I plan to use a lot of electric and keep a lot of people employed

JuliaM

Re: that link from laz:

"“It is only going to get harder to teach people that there is a real important and serious value to being offended. Part of that is talking about deadly serious and uncomfortable subjects.”"

Working, I'd suggest, as intended...

Rich Rostrom

R. Sherman | May 19, 2014 at 01:49:And unplugging every appliance in your house will not cause power companies to diminish their generation capacity in the slightest.

No, but it will cause them to take generators off-line, and burn less fuel. Electricity demand varies considerably by season and time of day.

Nearly all electric utilities have "peakers" for use when demand is highest. These are either diesel engines or natural-gas-fired turbines, which can be turned on and off quickly. When base load drops sufficiently, coal and nuclear generators go off-line.

Of course, the appliances in any one house don't make a significant difference in the aggregate demand, but then no one vote makes a difference in an election, either.

dcardno

When base load drops sufficiently, coal and nuclear generators go off-line.

No - usually they throttle back to the extent they can, and then start offering negative prices to neighbouring Control Authorities.

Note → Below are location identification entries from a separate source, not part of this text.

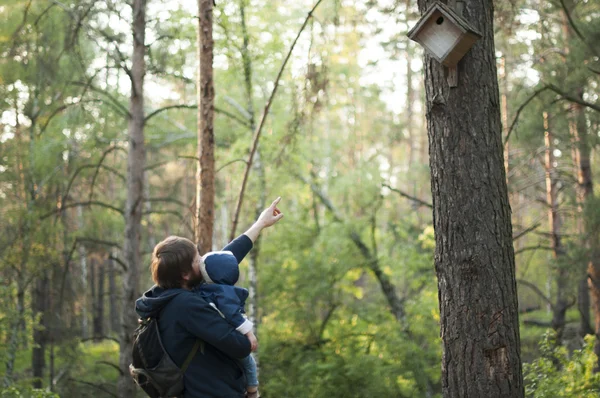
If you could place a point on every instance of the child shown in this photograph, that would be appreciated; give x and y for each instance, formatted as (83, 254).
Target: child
(220, 271)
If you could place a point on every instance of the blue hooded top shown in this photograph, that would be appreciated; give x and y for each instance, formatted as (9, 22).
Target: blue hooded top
(185, 316)
(221, 271)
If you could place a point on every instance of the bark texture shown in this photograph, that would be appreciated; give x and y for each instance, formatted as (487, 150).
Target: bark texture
(474, 256)
(135, 198)
(559, 308)
(205, 192)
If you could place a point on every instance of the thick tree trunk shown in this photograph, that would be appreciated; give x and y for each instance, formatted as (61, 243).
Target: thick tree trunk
(135, 198)
(585, 192)
(474, 256)
(560, 306)
(205, 192)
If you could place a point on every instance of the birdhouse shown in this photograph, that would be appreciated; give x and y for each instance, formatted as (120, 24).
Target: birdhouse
(444, 34)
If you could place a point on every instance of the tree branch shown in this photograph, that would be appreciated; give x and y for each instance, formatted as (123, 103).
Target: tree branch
(414, 199)
(194, 106)
(572, 98)
(528, 248)
(262, 123)
(576, 29)
(526, 231)
(537, 291)
(533, 322)
(114, 366)
(99, 387)
(174, 213)
(120, 108)
(83, 204)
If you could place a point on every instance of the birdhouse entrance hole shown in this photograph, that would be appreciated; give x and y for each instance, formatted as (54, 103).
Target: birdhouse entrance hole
(440, 37)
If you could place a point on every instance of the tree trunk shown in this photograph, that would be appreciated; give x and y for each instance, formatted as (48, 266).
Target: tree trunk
(474, 256)
(99, 267)
(559, 308)
(135, 198)
(38, 353)
(84, 285)
(112, 296)
(205, 191)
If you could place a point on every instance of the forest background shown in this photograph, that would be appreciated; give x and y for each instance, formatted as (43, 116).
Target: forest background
(344, 145)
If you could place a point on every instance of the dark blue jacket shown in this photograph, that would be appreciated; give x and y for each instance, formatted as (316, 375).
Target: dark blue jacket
(183, 317)
(221, 271)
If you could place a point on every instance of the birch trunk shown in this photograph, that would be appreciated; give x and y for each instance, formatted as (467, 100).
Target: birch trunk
(135, 198)
(205, 191)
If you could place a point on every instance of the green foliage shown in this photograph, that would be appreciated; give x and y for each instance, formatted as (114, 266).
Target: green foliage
(26, 392)
(560, 374)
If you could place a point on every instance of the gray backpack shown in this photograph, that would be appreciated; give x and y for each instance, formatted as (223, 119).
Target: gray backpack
(152, 369)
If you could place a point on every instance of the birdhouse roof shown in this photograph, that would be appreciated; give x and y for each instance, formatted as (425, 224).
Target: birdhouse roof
(449, 13)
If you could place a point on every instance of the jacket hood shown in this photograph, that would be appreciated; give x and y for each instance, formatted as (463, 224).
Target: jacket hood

Taking a big thermal plant off-line is not a trivial decision, since it may take a day or three to get it back on-line - sometimes more - so they don't go off-line until every more flexible plant in the connected grid has been dispatched off.

Tim Newman

Unplugging your phone charger to save on electricity is like carpeting your driveway to save on tyre wear.

TomJ

It's a waste not to use electricity which is generated. It's either used or it disappears; it's not stored someplace. And unplugging every appliance in your house will not cause power companies to diminish their generation capacity in the slightest.

Well that's nonsense. All electricity generated and fed into the Grid is taken up by some load somewhere, none "disappears". The amount generated changes according to demand, mostly varying the output of fossil plants, as fuel costs for nuclear are negligible so it makes sense to keep them running as close to max as possible. See the graphs at http://www.gridwatch.templar.co.uk/. (Pause to note that the UK's installed wind tubine capacity of approx 11GW is currently supplying 0.88GW to the grid.) Also, some generated energy is stored; see the mouseover text on the pumped dial at the same link.

David Gillies

If these cretins weren't so innumerate they'd be able to answer questions like this for themselves. I ran the battery on my iPhone 5S down to 14% today before I remembered to plug it in. It was fully charged three hours later. It has a 1570 mAh battery in it, which is in the vicinity of 30 KJ. I charged it with a powered hub which can deliver an amp, so 15 Wh or so, meaning the numbers are in the right ballpark - 50 kJ say. A kWh (3.6 MJ) costs about 13p in the UK and 17 cents (10p) where I live. So this charge cost between 0.14 and 0.18 of a penny. It takes me about 400 milliseconds to earn this. Of course once the device is fully charged it draws milliwatts in standby.

Watcher in the dark

Most sane people only feel bad about using electricity when they catch their fingers on the plug's prongs when sliding it into the socket. Other than that, they carry on.